The poll gave Groenlinks and conservative Christian parties two seats each. Animal rights party PvdD could possibly get one seat, the exit poll said.
 
As his party celebrated its gains, Wilders described the outcome as a vote against a bloated and expensive EU and against Balkenende’s governing coalition.
 
In the UK, where the Labour Party was widely believed to be in for a thrashing and anti-Brown media portrayed the party leader and prime minister as virtually in hiding as British voters went to the polls, work and pensions secretary James Purnell announced his resignation and urged Brown to step aside.
 
While the expenses scandal in the UK was believed ahead of the vote as likely to damage Tories as well – if perhaps not as much – as Labour, and in the face of expected gains by the British National Party and UK Independence Party – Brown has insisted of late that he would not resign and was the best person to manage the country in the face of the economic crisis.
 
The scandal has accounted for a number of senior politicians, and Brown – unless he changes his mind about quitting – already had been forced towards a cabinet reshuffle by two previous resignations and by the scandal extending to chancellor of the exchequer Alistair Darling.
 
Purnell, in a letter to the Sun and the Times, said that Brown's continued leadership of the party made a Tory victory at the next general election "more not less likely".
 
The BBC reported senior Labour backbencher Barry Sheerman as saying, as polls closed in the UK elections for the European Parliament – along with some local voting - that there should be a ballot of Labour MPs to see if Brown still had the confidence of the party.
 
Sheerman told the BBC: "Many of my colleagues, all over the Palace of Westminster, are e-mailing each other and phoning each other.

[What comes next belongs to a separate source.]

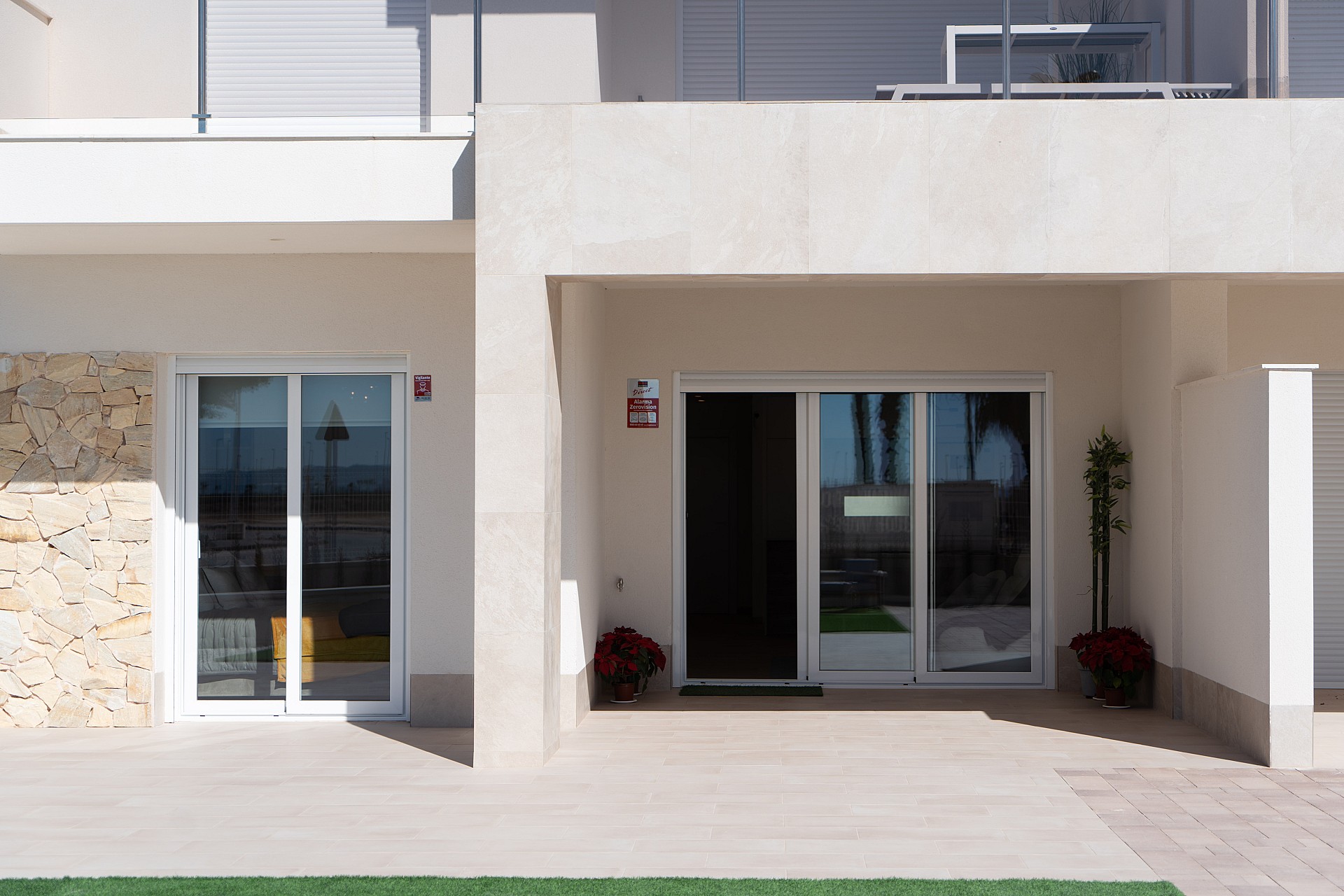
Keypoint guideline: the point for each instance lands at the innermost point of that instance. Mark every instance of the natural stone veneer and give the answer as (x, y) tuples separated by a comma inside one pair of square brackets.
[(76, 491)]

This goes far beyond just a few people, this is a large number of us who are really unhappy about the present situation.
 
"We would love to have a secret ballot so that we can express our views in the confidence that there would be no recriminations whatever way the vote went," Sheerman said.
 
The European Parliament elections will see Ireland and the Czech Republic vote on June 5. Latvia, Cyprus, Malta, Slovakia and Italy will vote on Saturday. The remaining 18 countries, including Bulgaria, will choose their MEPs on June 7.